Wesley.dev

Understanding Transformer Attention

Demystifying self-attention with Python demos — from the math to a working implementation in under 100 lines.

Wesley Sum · · 3 min read

Attention is the engine behind every modern LLM, yet most explanations either drown you in notation or skip the intuition entirely. Let’s fix that.

What problem does attention solve?

Before transformers, sequence models like LSTMs compressed the entire input into a fixed-size vector — a bottleneck that shredded long-range context. Attention throws that constraint away: every output token can directly attend to every input token.

Key insight

Attention is just a differentiable lookup table. You have queries (what you’re looking for), keys (what’s available), and values (what you actually retrieve).

The math, minimally

Given queries Q, keys K, and values V:

Attention(Q, K, V) = softmax(QKᵀ / √d_k) · V

The √d_k scaling prevents the dot products from growing so large that softmax saturates into near-zero gradients.

A working implementation

import torch
import torch.nn.functional as F
def scaled_dot_product_attention(
q: torch.Tensor, # (batch, heads, seq, d_k)
k: torch.Tensor,
v: torch.Tensor,
mask: torch.Tensor | None = None,
) -> tuple[torch.Tensor, torch.Tensor]:
d_k = q.size(-1)
# (batch, heads, seq_q, seq_k)
scores = torch.matmul(q, k.transpose(-2, -1)) / (d_k ** 0.5)
if mask is not None:
scores = scores.masked_fill(mask == 0, float('-inf'))
weights = F.softmax(scores, dim=-1)
output = torch.matmul(weights, v)
return output, weights
Info

PyTorch 2.0+ ships F.scaled_dot_product_attention with FlashAttention support built in.

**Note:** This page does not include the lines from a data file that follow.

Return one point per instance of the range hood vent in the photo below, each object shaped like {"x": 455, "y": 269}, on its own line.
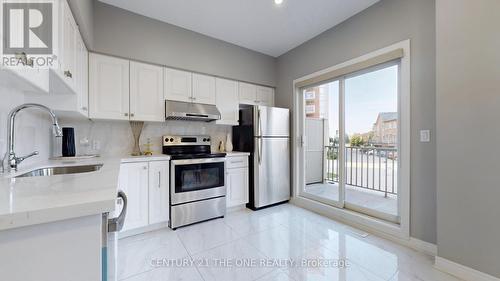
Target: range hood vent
{"x": 187, "y": 111}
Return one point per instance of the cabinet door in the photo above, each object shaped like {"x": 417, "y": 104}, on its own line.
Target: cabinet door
{"x": 248, "y": 93}
{"x": 146, "y": 92}
{"x": 82, "y": 77}
{"x": 69, "y": 50}
{"x": 158, "y": 192}
{"x": 237, "y": 187}
{"x": 227, "y": 101}
{"x": 109, "y": 87}
{"x": 203, "y": 89}
{"x": 134, "y": 182}
{"x": 265, "y": 96}
{"x": 178, "y": 85}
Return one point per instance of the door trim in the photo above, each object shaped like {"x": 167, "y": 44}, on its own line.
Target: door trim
{"x": 403, "y": 229}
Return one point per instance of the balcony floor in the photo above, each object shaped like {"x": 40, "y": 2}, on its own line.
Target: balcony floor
{"x": 365, "y": 198}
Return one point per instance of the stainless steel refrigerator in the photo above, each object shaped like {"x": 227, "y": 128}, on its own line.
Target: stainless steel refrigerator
{"x": 265, "y": 133}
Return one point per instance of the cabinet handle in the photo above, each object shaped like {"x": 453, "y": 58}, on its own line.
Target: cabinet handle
{"x": 68, "y": 74}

Use that in production — the implementation above is for learning.

Multi-head attention

Running multiple attention heads in parallel lets the model attend to different representation subspaces simultaneously.

import torch.nn as nn
class MultiHeadAttention(nn.Module):
def __init__(self, d_model: int, n_heads: int):
super().__init__()
assert d_model % n_heads == 0
self.d_k = d_model // n_heads
self.n_heads = n_heads
self.W_q = nn.Linear(d_model, d_model)
self.W_k = nn.Linear(d_model, d_model)
self.W_v = nn.Linear(d_model, d_model)
self.W_o = nn.Linear(d_model, d_model)
def forward(self, q, k, v, mask=None):
batch = q.size(0)
def split_heads(x):
return x.view(batch, -1, self.n_heads, self.d_k).transpose(1, 2)
q = split_heads(self.W_q(q))
k = split_heads(self.W_k(k))
v = split_heads(self.W_v(v))
attn_out, _ = scaled_dot_product_attention(q, k, v, mask)
# Recombine heads
attn_out = attn_out.transpose(1, 2).contiguous().view(batch, -1, self.n_heads * self.d_k)
return self.W_o(attn_out)

Visualising attention weights

One of the best debugging tools is plotting which tokens attend to which:

import matplotlib.pyplot as plt
def plot_attention(weights: torch.Tensor, tokens: list[str], head: int = 0):
"""weights: (batch, heads, seq, seq)"""
fig, ax = plt.subplots(figsize=(8, 6))
im = ax.imshow(weights[0, head].detach().cpu(), cmap='Blues')
ax.set_xticks(range(len(tokens)))
ax.set_yticks(range(len(tokens)))
ax.set_xticklabels(tokens, rotation=45, ha='right')
ax.set_yticklabels(tokens)
plt.colorbar(im, ax=ax)
plt.title(f'Attention weights — head {head}')
plt.tight_layout()
plt.show()

What’s next

  • Positional encodings — how transformers learn token order
  • KV-cache — why inference is O(n²) and how to tame it
  • Flash Attention — rewriting attention to live in SRAM

The attention mechanism is deceptively simple once you strip away the jargon. Everything downstream — BERT, GPT, Llama — is just variations on this theme.